Y en espectro puede convertirla Rajoy, truncando así una carrera política que amaneció muy pronto, 16 años tenía Cristina Cifuentes, y que va a frustrarse prematuramente también, no ya porque está carbonizada como líder regional de Madrid, sino porque llegó a postularse como aspirante a la Moncloa, procurándose por idénticos motivos la aversión del los clanes peperos.
Y Cifuentes no tiene clan, ni familia política. Ni un solo medio de comunicación afín. Ni siquiera Telemadrid, cuyo proceso de transparencia y deontología, fomentados por ella misma, han terminado de neutralizar los abusos de propaganda en que incurrían Esperanza Aguirre e Ignacio González, haciendo de la televisión pública un instrumento de culto personal.
Y Cifuentes era otra cosa. Presumía de primarias, de aseo presupuestario y de haber devuelto al PP su credibilidad ética, pero ella misma ha terminado víctima de su propio escrúpulo. Y no porque haya robado, malversado, prevaricado, sobornado o evadido, a imagen y semejanza de sus colegas cartagineses, pero sí porque ha sido incapaz de acreditar su verdad, empezando por aquel examen fantasmagórico de Vicálvaro.

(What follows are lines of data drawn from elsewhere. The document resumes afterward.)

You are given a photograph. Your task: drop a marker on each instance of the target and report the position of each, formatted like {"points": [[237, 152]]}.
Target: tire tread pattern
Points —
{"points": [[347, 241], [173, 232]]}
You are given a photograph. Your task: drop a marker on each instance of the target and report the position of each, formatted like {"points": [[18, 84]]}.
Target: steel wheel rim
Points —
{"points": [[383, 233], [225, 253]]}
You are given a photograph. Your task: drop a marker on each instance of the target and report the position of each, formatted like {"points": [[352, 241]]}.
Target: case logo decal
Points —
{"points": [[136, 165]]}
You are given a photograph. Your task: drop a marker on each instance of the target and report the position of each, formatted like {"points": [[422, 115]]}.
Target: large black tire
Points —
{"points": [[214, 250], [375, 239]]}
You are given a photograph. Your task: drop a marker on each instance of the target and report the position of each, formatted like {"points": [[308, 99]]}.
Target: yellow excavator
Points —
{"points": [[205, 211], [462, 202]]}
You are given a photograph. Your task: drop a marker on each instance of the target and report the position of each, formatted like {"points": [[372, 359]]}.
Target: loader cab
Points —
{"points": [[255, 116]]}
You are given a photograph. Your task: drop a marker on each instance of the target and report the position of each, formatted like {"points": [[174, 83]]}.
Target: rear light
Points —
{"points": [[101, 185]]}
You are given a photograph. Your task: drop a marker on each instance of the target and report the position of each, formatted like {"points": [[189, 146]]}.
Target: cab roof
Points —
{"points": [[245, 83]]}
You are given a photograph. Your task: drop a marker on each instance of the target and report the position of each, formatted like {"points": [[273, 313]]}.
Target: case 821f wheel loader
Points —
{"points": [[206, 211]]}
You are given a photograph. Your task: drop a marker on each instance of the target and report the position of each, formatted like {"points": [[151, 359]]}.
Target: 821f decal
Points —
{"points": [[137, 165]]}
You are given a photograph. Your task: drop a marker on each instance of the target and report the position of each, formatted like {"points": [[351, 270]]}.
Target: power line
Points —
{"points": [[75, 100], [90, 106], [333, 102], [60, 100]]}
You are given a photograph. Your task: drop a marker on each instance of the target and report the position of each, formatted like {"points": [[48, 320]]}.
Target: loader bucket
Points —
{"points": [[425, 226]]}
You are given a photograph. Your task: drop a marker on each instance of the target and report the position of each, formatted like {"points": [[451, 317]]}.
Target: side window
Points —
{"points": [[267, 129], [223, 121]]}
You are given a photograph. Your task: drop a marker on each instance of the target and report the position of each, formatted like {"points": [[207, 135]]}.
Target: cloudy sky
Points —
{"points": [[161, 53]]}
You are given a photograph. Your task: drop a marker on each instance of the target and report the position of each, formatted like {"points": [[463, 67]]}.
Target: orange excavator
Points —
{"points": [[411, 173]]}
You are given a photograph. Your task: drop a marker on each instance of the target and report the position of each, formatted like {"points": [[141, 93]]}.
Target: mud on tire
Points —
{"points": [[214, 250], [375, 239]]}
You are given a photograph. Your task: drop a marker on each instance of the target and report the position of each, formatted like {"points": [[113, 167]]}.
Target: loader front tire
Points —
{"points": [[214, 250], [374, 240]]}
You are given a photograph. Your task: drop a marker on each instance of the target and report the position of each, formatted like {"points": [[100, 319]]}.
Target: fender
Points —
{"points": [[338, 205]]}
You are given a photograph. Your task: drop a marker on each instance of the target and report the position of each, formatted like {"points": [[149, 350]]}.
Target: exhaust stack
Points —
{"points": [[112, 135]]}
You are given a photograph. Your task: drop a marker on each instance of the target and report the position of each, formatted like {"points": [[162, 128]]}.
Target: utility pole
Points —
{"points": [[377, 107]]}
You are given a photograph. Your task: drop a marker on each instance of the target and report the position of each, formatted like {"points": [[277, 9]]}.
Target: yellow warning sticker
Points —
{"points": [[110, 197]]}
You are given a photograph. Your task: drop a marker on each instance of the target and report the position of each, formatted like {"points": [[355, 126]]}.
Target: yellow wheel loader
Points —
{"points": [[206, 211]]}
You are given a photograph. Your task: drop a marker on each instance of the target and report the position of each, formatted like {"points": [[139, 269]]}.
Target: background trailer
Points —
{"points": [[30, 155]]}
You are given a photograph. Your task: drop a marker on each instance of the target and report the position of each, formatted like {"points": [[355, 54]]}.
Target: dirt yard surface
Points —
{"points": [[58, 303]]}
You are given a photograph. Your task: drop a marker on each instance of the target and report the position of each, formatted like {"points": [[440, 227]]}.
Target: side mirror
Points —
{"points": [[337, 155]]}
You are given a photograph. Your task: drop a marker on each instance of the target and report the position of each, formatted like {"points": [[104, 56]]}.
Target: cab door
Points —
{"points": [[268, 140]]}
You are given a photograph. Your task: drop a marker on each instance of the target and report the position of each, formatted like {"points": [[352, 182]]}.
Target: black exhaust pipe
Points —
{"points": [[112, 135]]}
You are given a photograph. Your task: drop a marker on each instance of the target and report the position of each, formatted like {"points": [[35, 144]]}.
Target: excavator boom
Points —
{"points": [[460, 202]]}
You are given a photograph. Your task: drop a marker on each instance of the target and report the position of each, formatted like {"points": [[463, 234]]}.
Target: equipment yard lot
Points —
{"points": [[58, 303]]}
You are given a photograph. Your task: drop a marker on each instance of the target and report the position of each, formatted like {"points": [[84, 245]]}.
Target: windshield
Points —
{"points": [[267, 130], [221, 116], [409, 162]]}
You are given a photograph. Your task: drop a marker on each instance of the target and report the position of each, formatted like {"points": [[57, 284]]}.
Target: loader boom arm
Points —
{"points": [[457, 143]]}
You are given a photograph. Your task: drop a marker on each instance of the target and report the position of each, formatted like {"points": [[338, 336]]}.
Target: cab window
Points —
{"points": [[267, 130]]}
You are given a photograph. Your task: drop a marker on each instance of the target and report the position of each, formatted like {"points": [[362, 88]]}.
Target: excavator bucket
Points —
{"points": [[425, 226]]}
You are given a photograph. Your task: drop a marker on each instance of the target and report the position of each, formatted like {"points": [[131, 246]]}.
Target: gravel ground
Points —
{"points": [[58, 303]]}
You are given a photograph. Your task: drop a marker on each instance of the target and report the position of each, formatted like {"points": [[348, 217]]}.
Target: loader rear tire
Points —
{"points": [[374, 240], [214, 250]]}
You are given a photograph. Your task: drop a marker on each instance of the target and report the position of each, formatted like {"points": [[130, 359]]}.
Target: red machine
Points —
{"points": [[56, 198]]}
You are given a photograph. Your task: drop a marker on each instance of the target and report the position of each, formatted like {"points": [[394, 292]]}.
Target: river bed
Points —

Ha puesto su destino en manos de Mariano Rajoy. Rajoy el taxidermista, diríamos. Pero en realidad con Cifuentes no va a acabar Mariano. Ni va a hacerlo el fuego amigo. Ni Soraya. Con Cifuentes ha acabado ella misma, a no ser que pueda demostrar que se hizo carne aquél tórrido mediodía del 2 de julio de 2015 en Vicálvaro. Nadie la vio, quizá porque todos los madrileños todavía estaban celebrando la victoria de la Eurocopa contra Italia, conseguida la noche anterior en la cima del fútbol.